2. The determination of whether and when Executive’s separation from service from the Company has
occurred shall be made and in a manner consistent with, and based on the presumptions set forth in,
Treasury Regulation Section 1.409A-1(h). Solely for purposes of this Exhibit B, Section 2,
“Company” shall include all persons with whom the Company would be considered a single employer
under Section 414(b) and 414(c) of the Code.
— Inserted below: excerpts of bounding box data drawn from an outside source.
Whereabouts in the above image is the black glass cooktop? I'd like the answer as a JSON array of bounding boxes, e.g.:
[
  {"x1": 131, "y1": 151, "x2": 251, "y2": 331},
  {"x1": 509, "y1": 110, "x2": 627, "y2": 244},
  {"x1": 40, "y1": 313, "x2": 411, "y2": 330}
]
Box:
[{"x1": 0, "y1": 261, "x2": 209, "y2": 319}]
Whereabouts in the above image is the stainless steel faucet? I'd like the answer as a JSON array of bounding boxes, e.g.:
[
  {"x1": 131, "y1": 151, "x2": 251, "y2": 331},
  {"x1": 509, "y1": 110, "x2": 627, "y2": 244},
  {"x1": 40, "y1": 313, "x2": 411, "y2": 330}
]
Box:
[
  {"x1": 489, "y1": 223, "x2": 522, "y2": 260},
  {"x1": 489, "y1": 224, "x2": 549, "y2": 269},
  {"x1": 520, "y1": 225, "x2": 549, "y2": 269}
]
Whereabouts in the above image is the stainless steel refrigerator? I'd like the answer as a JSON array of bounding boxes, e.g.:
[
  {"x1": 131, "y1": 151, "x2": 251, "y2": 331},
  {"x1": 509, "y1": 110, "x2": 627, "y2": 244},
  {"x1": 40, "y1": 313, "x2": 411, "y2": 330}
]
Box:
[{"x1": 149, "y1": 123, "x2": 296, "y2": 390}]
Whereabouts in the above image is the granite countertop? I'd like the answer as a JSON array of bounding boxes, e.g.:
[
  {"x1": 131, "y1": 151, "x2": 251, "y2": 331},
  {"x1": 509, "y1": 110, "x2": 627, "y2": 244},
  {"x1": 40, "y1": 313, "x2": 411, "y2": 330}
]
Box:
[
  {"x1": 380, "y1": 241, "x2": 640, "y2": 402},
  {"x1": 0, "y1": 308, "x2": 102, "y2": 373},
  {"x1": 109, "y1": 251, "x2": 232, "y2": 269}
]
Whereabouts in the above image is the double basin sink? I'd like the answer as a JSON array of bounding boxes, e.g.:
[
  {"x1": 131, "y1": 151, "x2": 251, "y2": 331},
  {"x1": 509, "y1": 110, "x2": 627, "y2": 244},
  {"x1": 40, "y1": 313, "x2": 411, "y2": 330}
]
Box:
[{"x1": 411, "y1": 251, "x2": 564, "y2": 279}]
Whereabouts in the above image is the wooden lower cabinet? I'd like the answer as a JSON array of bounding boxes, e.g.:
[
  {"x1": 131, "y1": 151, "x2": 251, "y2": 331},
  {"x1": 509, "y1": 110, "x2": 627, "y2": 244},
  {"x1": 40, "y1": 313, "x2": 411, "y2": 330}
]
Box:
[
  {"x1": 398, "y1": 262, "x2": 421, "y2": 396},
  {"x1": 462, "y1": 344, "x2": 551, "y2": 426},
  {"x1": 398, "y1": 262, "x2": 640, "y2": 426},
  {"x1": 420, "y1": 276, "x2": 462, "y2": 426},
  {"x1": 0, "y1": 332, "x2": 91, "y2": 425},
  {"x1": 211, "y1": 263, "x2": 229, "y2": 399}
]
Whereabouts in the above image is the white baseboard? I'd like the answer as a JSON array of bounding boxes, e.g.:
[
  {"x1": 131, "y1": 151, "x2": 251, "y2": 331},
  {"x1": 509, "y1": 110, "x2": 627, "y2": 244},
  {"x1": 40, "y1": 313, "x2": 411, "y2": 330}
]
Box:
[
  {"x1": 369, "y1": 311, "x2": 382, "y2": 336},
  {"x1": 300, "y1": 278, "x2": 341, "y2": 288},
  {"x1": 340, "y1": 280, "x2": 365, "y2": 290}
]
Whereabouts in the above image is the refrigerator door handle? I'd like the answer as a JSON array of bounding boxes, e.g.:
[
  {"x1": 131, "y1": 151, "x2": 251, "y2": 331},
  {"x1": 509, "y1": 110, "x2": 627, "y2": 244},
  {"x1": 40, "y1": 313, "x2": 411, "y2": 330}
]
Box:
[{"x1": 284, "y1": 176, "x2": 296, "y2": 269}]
3. All reimbursements and in-kind benefits provided under this Agreement shall be made or provided
in accordance with the requirements of Section 409A to the extent that such reimbursements or
in-kind benefits are subject to Section 409A, including, where applicable, the requirements that
(i) any reimbursement is for expenses incurred during the Executive’s lifetime (or during a shorter
period of time specified in this Agreement), (ii) the amount of expenses eligible for reimbursement
during a calendar year may not affect the expenses eligible for reimbursement in any other calendar
year, (iii) the reimbursement of an eligible expense will be made on or before the last day of the
calendar year following the year in which the expense is incurred and (iv) the right to
reimbursement is not subject to set off or liquidation or exchange for any other benefit.
4. The Company makes no representation or warranty and shall have no liability to Executive or to
any other person if any of the provisions of the Employment Agreement (including this Exhibit) are
determined to constitute deferred compensation subject to Section 409A but that do not satisfy an
exemption from, or the conditions of, that section.